Discussion Changes of carbon flux distributions at metabolic branches under -N. Nutrient stress greatly remodels terminal biomass composition and slows growth rate in photoautotrophic cultures of cyanobacteria [38-40] and microalgae [41, 42]. This method is used to stimulate some products, notably glycogen and lipids, respectively, while degrading proteins and chlorophylls. Using the INST-MFA method, we identified changes in absolute fluxes and carbon flux distributions in several metabolic branches under nitrogen deprivation. Interestingly, ADPGLC accumulated under -N rather than G1P (Figure 3), which is the first downstream metabolite of G6P. This finding suggests that glycogen synthase (GS, two isoforms encoded by A1532 and A2125), which converts ADPGLC into glycogen, is the likely enzymatic bottleneck in glycogen synthesis.
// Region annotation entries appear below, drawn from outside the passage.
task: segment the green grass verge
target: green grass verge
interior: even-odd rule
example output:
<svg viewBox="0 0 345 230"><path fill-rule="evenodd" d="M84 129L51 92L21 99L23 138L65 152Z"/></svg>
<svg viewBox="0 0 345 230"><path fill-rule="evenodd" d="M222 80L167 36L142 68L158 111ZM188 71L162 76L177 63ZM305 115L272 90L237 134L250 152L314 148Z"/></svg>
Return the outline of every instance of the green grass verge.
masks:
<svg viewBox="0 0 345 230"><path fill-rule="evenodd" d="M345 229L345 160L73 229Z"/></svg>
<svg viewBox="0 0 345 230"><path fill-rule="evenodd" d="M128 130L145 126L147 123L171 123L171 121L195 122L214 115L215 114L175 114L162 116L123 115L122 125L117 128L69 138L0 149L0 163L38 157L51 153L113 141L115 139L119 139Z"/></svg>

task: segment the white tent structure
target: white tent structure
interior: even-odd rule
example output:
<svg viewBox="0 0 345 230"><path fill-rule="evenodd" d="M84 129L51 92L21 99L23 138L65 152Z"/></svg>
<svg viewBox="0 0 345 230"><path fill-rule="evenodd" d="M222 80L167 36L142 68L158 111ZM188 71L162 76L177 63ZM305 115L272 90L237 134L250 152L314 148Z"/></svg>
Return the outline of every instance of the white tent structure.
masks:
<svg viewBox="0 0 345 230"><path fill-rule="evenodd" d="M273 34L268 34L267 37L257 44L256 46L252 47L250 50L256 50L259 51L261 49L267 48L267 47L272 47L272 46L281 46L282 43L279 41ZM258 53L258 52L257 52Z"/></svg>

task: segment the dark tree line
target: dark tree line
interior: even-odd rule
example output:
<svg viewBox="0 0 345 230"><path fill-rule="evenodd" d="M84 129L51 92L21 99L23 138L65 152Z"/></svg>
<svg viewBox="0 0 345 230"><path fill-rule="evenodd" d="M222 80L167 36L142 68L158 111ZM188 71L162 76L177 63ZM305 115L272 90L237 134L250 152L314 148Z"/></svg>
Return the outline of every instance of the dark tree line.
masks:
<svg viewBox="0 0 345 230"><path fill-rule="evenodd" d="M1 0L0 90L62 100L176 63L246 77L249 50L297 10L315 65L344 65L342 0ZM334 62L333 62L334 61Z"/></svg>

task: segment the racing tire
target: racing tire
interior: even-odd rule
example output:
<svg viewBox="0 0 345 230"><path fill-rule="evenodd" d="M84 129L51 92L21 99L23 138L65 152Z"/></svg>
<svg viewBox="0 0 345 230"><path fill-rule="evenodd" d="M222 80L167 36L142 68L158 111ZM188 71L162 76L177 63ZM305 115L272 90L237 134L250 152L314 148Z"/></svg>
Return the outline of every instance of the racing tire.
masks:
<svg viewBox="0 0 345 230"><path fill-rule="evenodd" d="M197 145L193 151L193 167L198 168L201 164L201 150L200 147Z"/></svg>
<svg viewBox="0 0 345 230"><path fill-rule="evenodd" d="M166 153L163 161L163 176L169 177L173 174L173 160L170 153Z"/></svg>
In another cyanobacterium Synechococystis 6803, it has been found that these two isoforms are involved in glycogen synthesis with different elongation properties: one is processive and the other one is distributive [43]. Knockout of the corresponding genes in microalgae, denoted glgA-I and glgA-II, resulted in complete elimination of glycogen synthesis and accumulation of 1.8-fold more soluble sugars (osmolytes) [42].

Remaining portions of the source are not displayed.